Jason Norville

Personal information
- Date of birth: 9 September 1983 (age 42)
- Place of birth: Sangre Grande, Trinidad and Tobago
- Height: 5 ft 11 in (1.80 m)
- Position: Striker

Youth career
- Watford

Senior career*
- Years: Team / Apps / (Gls)
- 2001–2005: Watford / 13 / (1)
- 2005–2008: Barnet / 33 / (3)
- 2007: → Welwyn Garden City (loan)
- 2007: → Wealdstone (loan) / 3 / (0)
- 2008: Woking / 16 / (4)
- 2010: Dover Athletic / 4 / (1)
- 2010–2011: Bishop's Stortford / 5 / (2)

International career
- 2003: Trinidad and Tobago / 1 / (0)

= Jason Norville =

Trinidadian footballer (born 1983)

Jason Norville (born 9 September 1983) is a Trinidadian former professional footballer who played as a striker. He made one appearance for the Trinidad and Tobago national team in 2003.

==Career==
Norville came up through Watford's academy, and made 14 league appearances and scored his first professional goal in a 2–2 draw with Sheffield Wednesday in March 2003.

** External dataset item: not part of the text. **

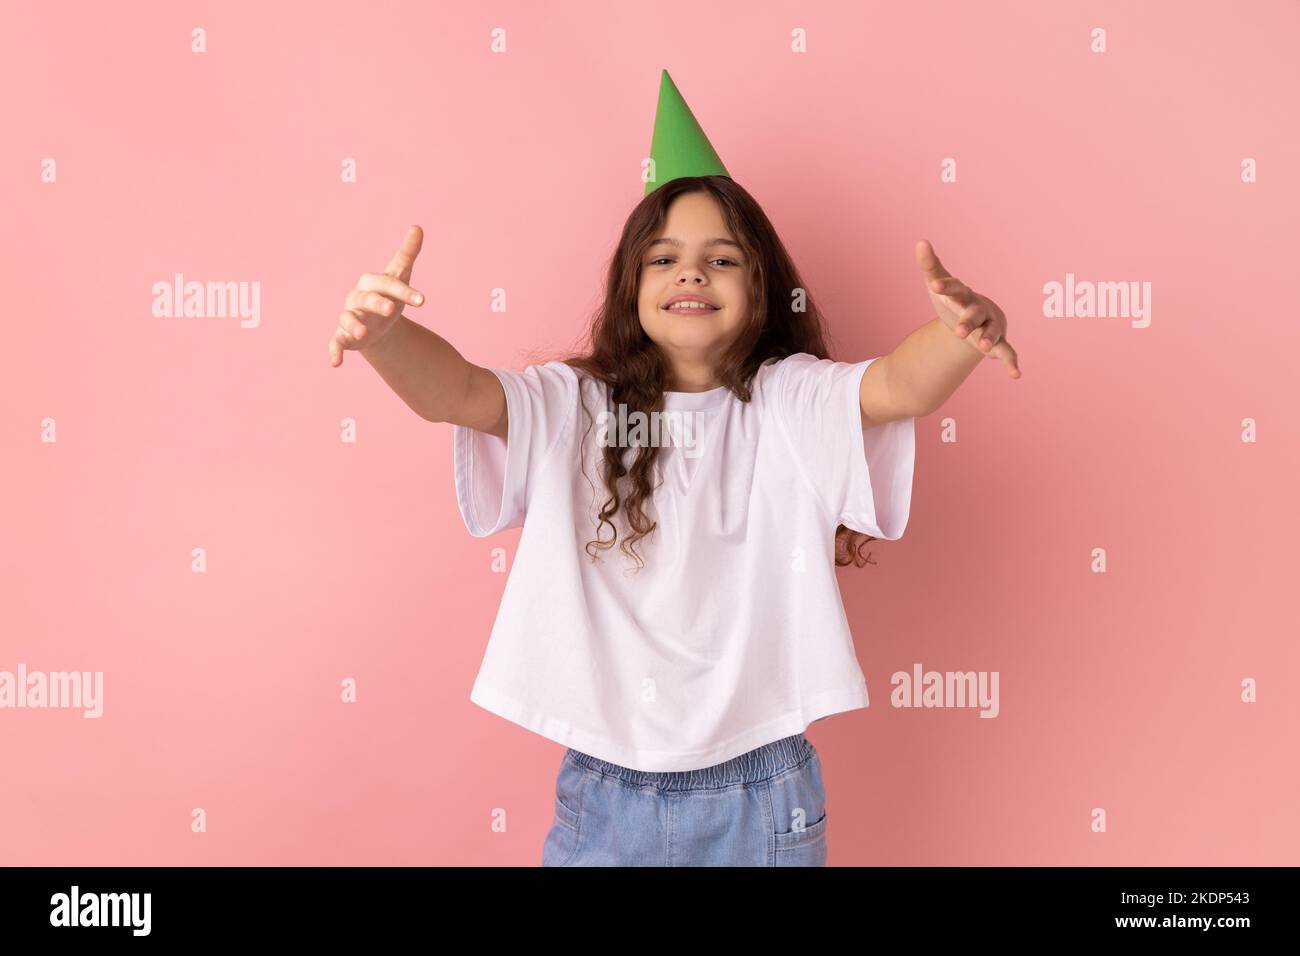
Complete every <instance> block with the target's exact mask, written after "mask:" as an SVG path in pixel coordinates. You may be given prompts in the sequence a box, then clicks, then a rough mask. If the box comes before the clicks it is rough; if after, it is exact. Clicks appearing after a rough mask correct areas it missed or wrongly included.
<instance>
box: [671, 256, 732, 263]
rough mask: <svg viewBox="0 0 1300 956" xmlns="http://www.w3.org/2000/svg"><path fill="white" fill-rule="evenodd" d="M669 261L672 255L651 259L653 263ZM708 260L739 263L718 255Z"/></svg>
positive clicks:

He moved to Barnet on 29 July 2005. His time at Barnet was marked by injuries, which restricted him to only 28 appearances in two years. He was released by the club in May 2007 but re-joined the club on a non-contract basis just before the start of the new season, however this was not officially announced until 31 August, after he had played three games for Wealdstone on loan to gain match fitness. He quickly fell out of favour at Barnet in the 2007–08 season after some poor performances and in January 2008 joined Woking on a free transfer. He was released at the end of the season. Norville was out of football for two years before going on trial at Gillingham in summer 2010, and joined Dover Athletic later that year.